On the afternoon of November 20, 2015, Prof. Christina Liu, managing director of Bellwether International Group, visited South China University of Science and Technology of China (SUSTC) for the 44th session of “SUSTC Lecture”. She gave a lecture on Opportunities and Challenges under the New Trend in 2016 at the lecture hall of the library. He Jia, a professor at the Department of Financial Mathematics and Financial Engineering, SUSTC, presided over the lecture.


Prof. Christina Liu

Prof. Christina Liu graduated from National Taiwan University, served as “Taiwanese minister of finance”, acts as managing director of Bellwether International Group, and works concurrently as a professor at many universities and colleges in Taiwan and the Chinese mainland.


Lecture scene

Starting with the policy background of “global QE entry, exit and intensification”, Prof. Liu explained complex and obscure terms in a simple way. She compared America’s “QE” policy to “a dose of anesthetic”, considering it as”an abnormal practice in the hard times”: it has produced significant effects despite some negative economic impact later, and the USA showed obvious signs of recovery from 2008 to 2015.

Subsequently, Prof. Liu showed the students future challenges in the aspects of “emerging markets” and “concerns over debts”: in the context that the USA prepared to raise interest rates and the rest of the world (eurozone, China, Australia, Japan, etc.) have cut interest rates, emerging markets will fluctuate in the short term and their debts have soared after QE.
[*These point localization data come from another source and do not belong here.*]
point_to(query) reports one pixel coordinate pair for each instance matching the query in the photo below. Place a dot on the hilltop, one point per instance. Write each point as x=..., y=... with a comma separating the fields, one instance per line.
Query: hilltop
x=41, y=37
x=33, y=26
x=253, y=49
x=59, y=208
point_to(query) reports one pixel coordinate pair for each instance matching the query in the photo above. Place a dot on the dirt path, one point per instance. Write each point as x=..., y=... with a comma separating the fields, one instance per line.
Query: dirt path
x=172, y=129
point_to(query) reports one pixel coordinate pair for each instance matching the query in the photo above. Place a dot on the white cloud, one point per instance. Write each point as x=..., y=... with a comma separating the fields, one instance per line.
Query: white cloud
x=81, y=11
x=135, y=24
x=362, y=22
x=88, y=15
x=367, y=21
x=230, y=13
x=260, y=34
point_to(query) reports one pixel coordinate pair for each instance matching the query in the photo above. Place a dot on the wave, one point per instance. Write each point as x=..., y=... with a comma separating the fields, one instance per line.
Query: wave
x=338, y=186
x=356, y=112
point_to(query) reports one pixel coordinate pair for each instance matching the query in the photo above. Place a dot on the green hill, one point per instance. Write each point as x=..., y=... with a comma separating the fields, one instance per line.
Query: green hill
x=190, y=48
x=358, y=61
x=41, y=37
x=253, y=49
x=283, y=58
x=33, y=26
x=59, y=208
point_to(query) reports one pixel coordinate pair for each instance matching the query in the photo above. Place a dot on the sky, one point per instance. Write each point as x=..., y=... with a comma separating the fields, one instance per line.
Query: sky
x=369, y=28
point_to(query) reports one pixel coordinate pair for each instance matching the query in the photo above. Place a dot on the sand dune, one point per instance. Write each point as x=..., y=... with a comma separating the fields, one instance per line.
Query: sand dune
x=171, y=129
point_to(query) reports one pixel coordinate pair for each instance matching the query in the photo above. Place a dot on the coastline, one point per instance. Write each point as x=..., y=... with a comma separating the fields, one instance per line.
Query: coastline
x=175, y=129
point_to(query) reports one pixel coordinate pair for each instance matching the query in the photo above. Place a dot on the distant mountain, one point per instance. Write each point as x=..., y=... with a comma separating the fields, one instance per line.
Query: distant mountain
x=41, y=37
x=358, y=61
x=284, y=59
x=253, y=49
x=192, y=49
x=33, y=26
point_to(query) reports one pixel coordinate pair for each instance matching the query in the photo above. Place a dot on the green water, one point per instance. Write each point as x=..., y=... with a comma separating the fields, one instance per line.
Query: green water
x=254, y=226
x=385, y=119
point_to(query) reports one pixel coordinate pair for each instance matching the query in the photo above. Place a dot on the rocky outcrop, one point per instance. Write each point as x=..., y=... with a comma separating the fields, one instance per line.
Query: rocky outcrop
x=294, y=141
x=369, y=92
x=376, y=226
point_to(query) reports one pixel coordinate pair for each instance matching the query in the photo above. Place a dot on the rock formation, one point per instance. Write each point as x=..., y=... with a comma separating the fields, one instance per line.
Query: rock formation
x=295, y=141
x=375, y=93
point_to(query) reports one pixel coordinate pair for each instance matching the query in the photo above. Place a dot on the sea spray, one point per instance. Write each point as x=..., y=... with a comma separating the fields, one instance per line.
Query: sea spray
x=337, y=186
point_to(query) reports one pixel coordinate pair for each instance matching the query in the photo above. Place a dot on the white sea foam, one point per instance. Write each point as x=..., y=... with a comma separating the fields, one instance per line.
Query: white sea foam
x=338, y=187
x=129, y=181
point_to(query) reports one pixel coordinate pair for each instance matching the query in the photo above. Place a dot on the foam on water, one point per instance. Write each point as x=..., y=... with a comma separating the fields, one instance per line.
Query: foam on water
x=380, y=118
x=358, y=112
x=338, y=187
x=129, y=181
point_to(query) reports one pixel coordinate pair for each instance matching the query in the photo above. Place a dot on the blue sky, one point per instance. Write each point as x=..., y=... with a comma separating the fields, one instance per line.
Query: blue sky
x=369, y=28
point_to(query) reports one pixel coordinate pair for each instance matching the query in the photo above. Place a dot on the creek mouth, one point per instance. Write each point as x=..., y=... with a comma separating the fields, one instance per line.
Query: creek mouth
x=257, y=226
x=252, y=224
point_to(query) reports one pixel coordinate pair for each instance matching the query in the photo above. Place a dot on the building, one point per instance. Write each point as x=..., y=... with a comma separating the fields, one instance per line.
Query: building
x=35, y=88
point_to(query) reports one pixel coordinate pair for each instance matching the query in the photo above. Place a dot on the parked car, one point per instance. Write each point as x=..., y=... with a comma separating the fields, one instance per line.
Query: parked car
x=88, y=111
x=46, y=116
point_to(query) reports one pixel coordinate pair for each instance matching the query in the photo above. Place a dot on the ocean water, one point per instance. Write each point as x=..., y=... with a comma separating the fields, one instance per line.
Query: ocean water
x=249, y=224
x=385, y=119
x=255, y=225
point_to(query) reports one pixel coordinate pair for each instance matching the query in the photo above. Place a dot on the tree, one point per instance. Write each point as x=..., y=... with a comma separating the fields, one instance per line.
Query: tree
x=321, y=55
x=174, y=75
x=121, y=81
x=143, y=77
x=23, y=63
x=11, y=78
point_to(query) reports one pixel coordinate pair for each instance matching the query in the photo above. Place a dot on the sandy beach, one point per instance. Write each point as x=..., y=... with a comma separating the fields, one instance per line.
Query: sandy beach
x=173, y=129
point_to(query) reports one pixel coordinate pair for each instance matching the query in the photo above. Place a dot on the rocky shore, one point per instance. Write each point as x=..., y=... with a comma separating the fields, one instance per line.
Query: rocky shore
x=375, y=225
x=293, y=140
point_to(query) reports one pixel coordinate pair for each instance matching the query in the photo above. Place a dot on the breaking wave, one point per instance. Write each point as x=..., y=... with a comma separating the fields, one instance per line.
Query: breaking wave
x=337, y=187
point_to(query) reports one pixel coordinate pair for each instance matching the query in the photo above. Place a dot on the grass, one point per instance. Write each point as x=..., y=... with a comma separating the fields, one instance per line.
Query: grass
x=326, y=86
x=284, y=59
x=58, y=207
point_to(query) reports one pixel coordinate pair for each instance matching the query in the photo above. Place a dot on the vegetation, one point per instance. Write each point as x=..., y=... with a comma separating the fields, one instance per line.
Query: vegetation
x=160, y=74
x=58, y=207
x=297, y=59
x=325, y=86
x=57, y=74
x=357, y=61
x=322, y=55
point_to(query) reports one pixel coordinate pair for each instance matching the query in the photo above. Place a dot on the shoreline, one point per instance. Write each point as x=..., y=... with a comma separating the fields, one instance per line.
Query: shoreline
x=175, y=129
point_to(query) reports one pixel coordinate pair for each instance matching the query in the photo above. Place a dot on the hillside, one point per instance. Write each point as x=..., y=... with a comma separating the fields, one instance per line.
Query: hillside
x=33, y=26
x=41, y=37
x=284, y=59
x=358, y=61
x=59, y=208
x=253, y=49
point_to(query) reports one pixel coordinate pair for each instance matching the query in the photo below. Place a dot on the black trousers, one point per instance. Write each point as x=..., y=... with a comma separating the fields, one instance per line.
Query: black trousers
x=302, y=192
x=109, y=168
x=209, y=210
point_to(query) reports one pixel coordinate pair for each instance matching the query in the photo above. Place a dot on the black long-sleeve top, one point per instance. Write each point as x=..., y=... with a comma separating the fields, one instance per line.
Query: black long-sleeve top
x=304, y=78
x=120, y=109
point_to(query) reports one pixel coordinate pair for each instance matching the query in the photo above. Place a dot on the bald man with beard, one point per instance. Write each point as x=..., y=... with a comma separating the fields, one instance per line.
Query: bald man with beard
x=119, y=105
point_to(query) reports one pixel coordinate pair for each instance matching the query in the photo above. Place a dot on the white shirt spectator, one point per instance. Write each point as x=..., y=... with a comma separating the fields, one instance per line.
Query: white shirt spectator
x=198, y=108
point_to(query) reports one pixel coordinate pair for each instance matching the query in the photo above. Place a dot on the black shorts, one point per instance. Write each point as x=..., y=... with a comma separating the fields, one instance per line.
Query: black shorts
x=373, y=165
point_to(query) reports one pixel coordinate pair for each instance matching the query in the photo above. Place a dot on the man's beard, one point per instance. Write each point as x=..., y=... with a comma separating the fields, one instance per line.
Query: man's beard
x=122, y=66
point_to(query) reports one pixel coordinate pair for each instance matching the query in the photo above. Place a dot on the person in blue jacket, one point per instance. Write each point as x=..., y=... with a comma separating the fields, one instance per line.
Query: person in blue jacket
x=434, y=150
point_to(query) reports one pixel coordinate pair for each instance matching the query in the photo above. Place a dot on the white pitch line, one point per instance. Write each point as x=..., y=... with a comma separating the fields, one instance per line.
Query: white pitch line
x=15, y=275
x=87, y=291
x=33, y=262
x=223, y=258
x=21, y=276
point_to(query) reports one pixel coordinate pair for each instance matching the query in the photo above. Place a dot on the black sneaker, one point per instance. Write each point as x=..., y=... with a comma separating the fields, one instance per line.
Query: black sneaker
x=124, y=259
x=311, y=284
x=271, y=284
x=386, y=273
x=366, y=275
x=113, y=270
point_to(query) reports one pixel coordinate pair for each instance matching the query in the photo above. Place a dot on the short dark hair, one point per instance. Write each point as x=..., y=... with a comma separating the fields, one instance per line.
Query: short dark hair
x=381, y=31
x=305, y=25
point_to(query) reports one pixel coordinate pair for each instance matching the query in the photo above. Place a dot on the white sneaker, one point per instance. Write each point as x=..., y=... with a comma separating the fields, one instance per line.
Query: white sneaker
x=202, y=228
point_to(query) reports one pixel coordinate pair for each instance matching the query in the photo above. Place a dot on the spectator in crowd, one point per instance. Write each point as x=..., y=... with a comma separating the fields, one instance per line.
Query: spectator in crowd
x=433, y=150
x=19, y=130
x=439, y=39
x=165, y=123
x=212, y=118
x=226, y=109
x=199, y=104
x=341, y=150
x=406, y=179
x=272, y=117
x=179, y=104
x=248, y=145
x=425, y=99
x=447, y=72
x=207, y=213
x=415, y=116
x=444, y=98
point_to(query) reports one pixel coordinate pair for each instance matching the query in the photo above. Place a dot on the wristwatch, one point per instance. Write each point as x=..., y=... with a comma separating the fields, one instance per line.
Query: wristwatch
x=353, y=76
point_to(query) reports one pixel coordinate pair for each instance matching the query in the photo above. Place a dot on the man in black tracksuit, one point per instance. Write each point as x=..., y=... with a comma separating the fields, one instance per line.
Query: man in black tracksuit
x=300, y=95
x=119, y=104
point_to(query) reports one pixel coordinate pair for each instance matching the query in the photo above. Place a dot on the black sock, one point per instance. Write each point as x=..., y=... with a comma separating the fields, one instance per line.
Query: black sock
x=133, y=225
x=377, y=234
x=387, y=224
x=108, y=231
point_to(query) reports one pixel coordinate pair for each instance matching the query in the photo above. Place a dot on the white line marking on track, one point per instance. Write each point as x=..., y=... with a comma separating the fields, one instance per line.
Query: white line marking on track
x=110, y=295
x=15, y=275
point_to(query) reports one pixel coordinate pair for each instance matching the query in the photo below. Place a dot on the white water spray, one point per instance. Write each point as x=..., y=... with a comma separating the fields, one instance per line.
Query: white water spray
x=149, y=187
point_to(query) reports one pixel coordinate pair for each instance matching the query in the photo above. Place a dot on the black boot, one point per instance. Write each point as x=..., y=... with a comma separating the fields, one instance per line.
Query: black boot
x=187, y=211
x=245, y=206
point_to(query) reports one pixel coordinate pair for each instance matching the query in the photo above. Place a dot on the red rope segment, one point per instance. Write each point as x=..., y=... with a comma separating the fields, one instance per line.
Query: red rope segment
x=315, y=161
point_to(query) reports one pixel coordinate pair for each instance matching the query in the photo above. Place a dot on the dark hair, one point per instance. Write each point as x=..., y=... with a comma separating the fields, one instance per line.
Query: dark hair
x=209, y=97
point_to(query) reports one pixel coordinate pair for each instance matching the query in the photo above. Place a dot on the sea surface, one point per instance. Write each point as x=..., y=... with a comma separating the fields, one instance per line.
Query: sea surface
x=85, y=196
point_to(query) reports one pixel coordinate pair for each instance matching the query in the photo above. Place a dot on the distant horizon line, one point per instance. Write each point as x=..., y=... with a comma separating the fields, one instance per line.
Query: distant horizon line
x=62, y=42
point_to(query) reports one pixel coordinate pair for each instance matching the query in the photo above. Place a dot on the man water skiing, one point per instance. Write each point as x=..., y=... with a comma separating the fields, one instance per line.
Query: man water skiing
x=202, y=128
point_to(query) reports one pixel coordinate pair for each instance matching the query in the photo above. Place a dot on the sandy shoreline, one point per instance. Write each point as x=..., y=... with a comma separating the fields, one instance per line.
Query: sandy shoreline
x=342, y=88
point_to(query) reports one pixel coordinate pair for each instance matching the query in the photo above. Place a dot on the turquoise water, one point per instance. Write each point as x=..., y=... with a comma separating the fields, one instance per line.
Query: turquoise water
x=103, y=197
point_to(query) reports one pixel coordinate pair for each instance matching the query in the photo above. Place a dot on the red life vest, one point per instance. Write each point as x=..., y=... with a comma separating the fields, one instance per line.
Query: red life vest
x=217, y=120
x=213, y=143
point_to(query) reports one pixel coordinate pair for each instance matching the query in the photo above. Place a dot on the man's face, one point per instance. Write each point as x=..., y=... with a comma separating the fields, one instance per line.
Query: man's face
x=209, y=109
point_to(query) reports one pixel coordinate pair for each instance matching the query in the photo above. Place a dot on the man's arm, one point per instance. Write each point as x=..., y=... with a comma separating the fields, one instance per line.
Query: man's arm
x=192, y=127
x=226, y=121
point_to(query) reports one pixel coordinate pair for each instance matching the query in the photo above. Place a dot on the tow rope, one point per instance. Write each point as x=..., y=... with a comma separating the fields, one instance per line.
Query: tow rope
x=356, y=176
Prof. Liu noted that the percentage of China’s foreign trade in global foreign trade is rising with each passing day, and the RMB is trying to be included in the SDR (Special Drawing Rights) basket, meaning that the internationalization of the RMB will reach a new level. Besides, the capital market has fluctuated drastically. In the new situation, China has formed a new structure of driving economic growth through urbanization and domestic demand, and gained the new status in the world.

At the end of this lecture, Prof. Liu explained the “development trend of One Belt and One Road”. She marked the countries and regions along “One Belt” (Silk Road Economic Belt” and “One Road” (21st Century Maritime Silk Road) on the world map, considering that “these emerging markets and developing countries have strong economic vitality and huge development space”, and clarified the view that “the poor will dominate the future economy.” “With a lot of experience in ‘globalization’, Taiwan can work with the Chinese mainland towards the goal of ‘One Belt, One Road’,” she added.

Prof. Liu’s remarks aroused bursts of applause. In the Q & A session, the students raised questions actively, taking on a warm atmosphere.